Instead of informing the public about concerns that military orders put civilians’ lives at risk, Colombia’s leading weekly Semana reportedly informed President Ivan Duque.
According to political website La Silla Vacia, Semana was given the same evidence of the controversial orders to double the army’s results published by the New York Times over the weekend.
But instead of publishing the concerns of top commanders that General Acacio Martinez’ orders put civilians’ lives at risk, the magazine’s editor in chief, Alejandro Santos, informed Duque’s former chief of staff, Frank Pearl, multiple Semana employees told La Silla Vacia.
The editorial decision revives a debate about whether Colombia’s mainstream media’s allegiance lies with the public or with the country’s authorities.
In the case of Semana this is a particularly thorny issue because its editor-in-chief is related to Duque’s ambassador to Washington DC, Francisco Santos.
The family of former President Juan Manuel Santos has dominated Colombia’s politics and liberal media for almost a century, and currently occupies key editorial positions at Semana and leading newspaper El Tiempo.

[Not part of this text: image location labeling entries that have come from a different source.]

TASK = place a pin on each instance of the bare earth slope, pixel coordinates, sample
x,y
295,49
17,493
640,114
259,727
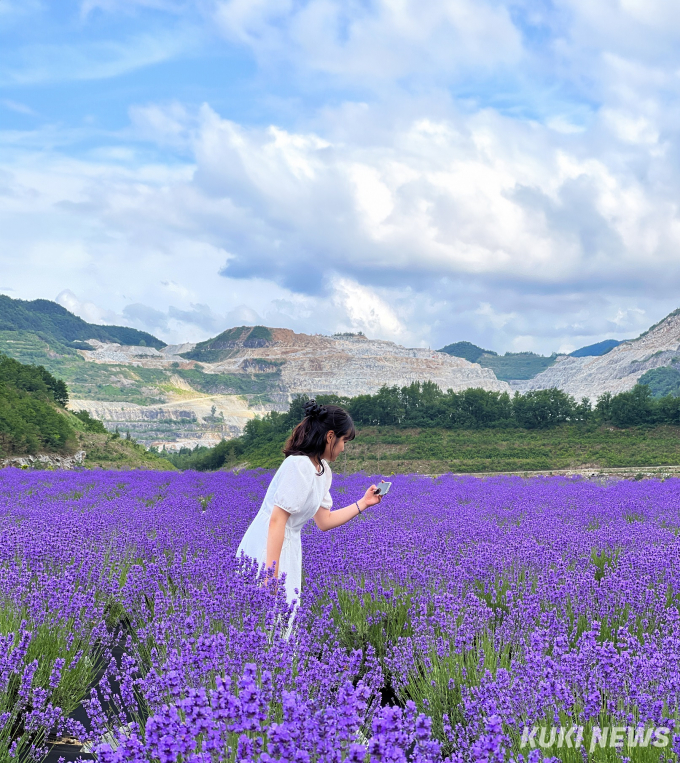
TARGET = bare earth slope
x,y
288,363
618,370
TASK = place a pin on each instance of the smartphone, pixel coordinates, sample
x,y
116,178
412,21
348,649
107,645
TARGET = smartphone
x,y
382,488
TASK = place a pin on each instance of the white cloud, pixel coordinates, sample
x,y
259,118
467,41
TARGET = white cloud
x,y
366,311
438,172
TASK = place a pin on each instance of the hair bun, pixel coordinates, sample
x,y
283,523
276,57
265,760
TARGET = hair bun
x,y
314,410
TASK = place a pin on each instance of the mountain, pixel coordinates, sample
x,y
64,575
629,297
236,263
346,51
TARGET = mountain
x,y
467,350
54,329
620,368
600,348
198,394
519,366
508,367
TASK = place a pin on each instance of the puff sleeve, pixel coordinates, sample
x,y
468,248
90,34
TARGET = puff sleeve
x,y
294,484
327,502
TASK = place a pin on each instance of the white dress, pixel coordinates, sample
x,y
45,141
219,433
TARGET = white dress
x,y
298,489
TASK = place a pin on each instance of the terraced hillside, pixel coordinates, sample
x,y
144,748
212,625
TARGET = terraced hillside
x,y
190,394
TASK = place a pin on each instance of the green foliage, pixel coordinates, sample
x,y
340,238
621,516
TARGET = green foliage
x,y
599,348
517,365
466,350
222,346
421,428
662,381
91,425
55,325
30,416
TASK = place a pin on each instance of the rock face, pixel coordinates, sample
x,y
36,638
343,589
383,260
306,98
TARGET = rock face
x,y
282,362
188,422
618,370
45,460
355,365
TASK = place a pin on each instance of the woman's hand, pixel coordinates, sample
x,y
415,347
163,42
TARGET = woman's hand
x,y
370,498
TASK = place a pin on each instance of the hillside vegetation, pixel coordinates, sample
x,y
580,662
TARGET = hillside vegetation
x,y
34,420
519,365
421,428
32,416
60,330
512,365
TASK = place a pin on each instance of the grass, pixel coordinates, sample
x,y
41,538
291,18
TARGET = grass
x,y
390,450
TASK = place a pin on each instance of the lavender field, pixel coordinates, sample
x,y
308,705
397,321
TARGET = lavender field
x,y
454,621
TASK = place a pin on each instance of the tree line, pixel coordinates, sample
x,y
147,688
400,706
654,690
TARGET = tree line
x,y
424,405
33,416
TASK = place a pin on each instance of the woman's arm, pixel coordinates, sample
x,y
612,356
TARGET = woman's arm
x,y
277,529
326,519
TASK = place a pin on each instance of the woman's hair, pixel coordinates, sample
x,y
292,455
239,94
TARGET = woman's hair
x,y
309,436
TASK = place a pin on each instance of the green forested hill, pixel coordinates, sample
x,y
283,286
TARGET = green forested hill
x,y
33,330
32,418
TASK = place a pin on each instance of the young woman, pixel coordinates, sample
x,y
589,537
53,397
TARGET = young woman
x,y
299,491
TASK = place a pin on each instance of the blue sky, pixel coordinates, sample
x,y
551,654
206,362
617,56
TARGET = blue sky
x,y
502,172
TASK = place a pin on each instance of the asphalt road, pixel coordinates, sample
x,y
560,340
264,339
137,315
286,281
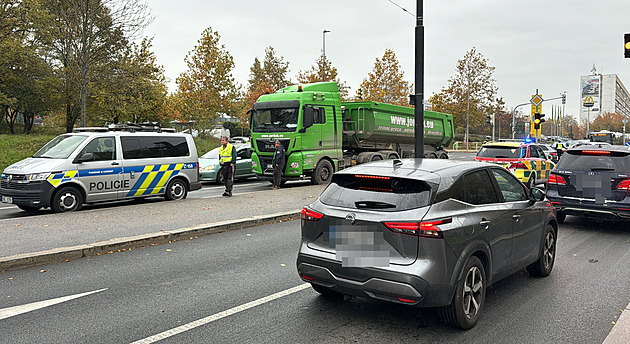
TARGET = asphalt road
x,y
201,291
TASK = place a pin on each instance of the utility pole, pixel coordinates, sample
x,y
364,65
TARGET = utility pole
x,y
324,54
419,80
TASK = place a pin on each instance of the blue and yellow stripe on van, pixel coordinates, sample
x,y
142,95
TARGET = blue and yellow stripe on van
x,y
153,178
57,178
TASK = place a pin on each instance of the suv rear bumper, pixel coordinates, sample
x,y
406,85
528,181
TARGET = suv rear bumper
x,y
373,283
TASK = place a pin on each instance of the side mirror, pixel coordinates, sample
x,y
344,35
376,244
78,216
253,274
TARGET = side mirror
x,y
84,158
308,116
536,195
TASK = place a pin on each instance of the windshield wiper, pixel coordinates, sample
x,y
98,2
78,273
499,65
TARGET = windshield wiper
x,y
373,205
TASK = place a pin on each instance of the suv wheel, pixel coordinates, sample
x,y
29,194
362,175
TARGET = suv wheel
x,y
66,199
542,267
469,297
176,190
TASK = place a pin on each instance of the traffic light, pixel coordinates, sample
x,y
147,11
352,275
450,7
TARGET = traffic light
x,y
538,119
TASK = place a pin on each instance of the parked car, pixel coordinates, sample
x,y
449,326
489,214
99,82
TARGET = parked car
x,y
527,161
209,164
425,233
592,180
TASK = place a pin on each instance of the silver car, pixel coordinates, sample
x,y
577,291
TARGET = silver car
x,y
425,232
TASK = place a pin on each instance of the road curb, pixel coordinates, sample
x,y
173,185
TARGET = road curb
x,y
621,331
20,261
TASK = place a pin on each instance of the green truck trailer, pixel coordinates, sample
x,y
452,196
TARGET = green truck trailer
x,y
321,134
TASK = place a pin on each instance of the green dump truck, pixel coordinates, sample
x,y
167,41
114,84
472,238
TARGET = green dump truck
x,y
321,134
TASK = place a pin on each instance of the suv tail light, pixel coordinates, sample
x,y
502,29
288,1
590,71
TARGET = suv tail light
x,y
624,185
425,228
556,179
310,215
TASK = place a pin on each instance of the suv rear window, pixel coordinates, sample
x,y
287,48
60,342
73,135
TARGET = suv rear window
x,y
501,152
595,160
386,194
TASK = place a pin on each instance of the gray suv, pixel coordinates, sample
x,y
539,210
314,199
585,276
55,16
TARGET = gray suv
x,y
425,232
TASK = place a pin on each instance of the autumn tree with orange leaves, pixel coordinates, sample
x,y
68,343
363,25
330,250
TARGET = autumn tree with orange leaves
x,y
207,89
317,71
386,83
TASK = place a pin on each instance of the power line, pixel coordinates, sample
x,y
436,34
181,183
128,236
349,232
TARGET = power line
x,y
395,4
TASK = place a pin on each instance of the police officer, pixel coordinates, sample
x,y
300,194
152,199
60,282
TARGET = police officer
x,y
279,157
227,160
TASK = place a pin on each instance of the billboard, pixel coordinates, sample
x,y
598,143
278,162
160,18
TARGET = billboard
x,y
591,86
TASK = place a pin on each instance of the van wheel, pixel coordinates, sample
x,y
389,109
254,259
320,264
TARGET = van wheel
x,y
67,199
323,172
469,297
176,190
542,267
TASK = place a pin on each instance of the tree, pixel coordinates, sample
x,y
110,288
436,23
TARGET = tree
x,y
133,88
385,83
317,71
271,74
83,34
208,88
472,86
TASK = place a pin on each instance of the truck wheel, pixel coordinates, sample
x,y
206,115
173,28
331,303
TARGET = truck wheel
x,y
66,199
323,172
176,190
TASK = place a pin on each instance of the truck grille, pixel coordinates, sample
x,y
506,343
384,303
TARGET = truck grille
x,y
13,182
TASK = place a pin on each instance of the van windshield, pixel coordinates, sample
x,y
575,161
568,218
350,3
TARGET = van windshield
x,y
60,147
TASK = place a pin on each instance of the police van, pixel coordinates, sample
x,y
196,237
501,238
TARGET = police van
x,y
94,165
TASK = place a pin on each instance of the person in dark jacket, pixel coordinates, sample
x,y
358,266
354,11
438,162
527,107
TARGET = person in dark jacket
x,y
279,158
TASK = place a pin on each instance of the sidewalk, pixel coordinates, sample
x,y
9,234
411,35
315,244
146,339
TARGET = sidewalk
x,y
50,238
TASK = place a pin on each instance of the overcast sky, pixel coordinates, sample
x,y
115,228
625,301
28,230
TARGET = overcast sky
x,y
544,45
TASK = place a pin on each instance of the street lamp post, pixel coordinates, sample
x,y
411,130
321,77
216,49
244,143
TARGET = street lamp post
x,y
324,54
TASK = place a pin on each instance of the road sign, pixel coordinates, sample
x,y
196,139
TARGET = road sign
x,y
588,101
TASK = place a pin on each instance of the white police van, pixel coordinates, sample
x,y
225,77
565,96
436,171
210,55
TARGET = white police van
x,y
94,165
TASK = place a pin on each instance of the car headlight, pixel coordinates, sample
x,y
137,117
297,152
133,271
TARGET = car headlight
x,y
37,177
208,168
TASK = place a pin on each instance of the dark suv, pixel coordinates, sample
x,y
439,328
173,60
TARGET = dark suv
x,y
592,180
425,232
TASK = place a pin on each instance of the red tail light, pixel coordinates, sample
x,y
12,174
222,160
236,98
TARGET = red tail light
x,y
518,165
425,229
624,185
310,215
556,179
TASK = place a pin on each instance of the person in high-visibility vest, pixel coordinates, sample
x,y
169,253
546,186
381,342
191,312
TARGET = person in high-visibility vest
x,y
227,160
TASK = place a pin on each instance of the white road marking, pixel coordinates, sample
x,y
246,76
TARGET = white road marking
x,y
220,315
17,310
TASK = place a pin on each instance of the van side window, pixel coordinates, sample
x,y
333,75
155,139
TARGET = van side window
x,y
103,149
154,147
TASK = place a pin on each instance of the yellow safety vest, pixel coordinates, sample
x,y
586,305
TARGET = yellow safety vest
x,y
225,154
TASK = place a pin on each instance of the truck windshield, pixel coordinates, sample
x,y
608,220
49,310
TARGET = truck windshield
x,y
60,147
274,120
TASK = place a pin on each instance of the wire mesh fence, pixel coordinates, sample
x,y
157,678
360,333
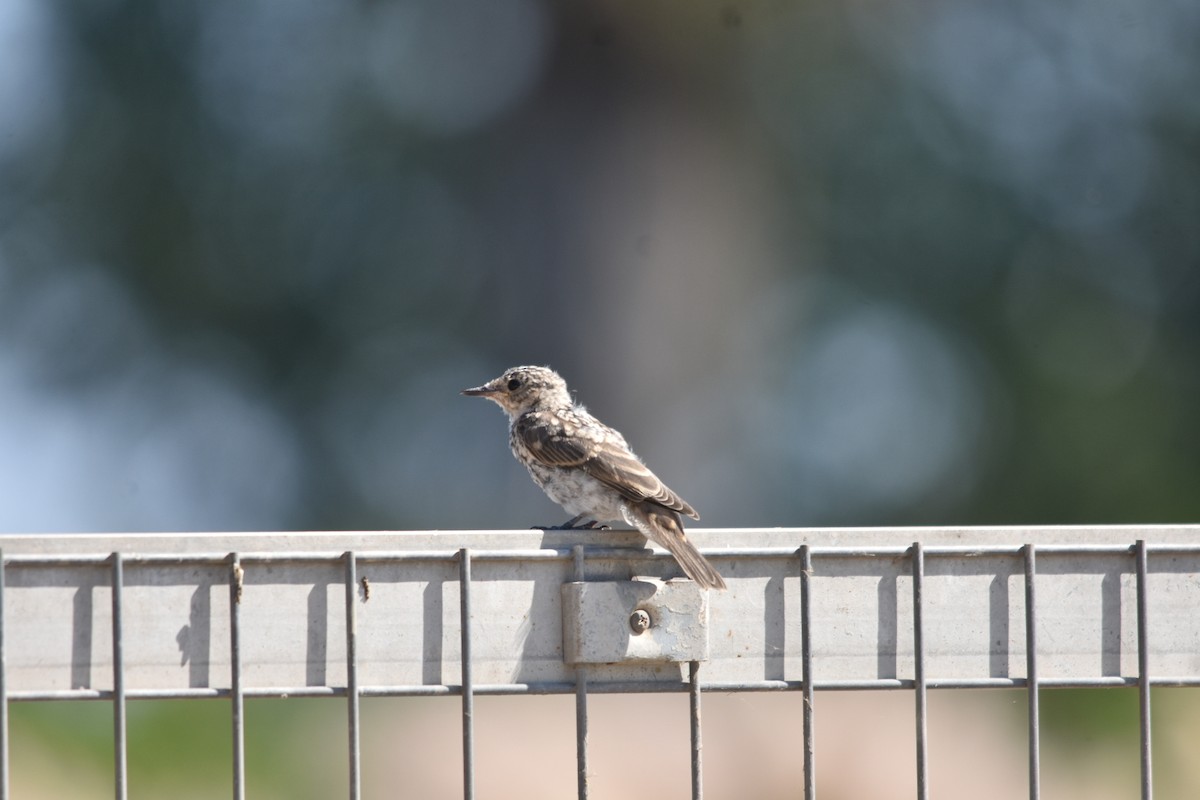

According to La Silla Vacia, six sources familiar with the scandal have said that the director of the weekly’s investigative unit, Ricardo Calderon, had the story about the military order to double the number of combat kills and captures ready six weeks ago, but the story was never published.
Instead, Calderon and Santos admitted to La Silla Vacia that they invited Pearl to their offices at the end of last month to inform the president’s chief of staff of their findings.
Because the military officials who had denounced the army commander’s controversial orders and suspicions about the resurgence of army killings and cover-ups became nervous, they approached the New York Times’ (NYT) bureau chief Nick Casey in Colombia.
After the New York office of the newspaper fact-checked the story, it decided to publish it both in its newspaper and its website.
The publication spurred Martinez, who is already linked to 23 homicides, to change the military instruction that, according to other military offers, would put civilians’ lives at risk.
But a furious response by far-right allies of Duque, who accused Casey and photographer Federico Rios of being FARC supporters, spurred the US embassy to advise the New York Times team to abandon the country for their safety.
Following the publications of the New York Times and La Silla Vacia, the scandal has now grown and has not just spurred a criminal investigation into the legality of the army’s instructions, but confirmed concerns about the integrity of the country’s leading news magazine.
Semana’s integrity had already been challenged this year after its former news editor, Jose Fernando Hoyos, was accused of setting up a 2009 meeting between the corrupt Brazilian company and the then-deputy Transport Minister of former President Alvaro Uribe, Duque’s political patron.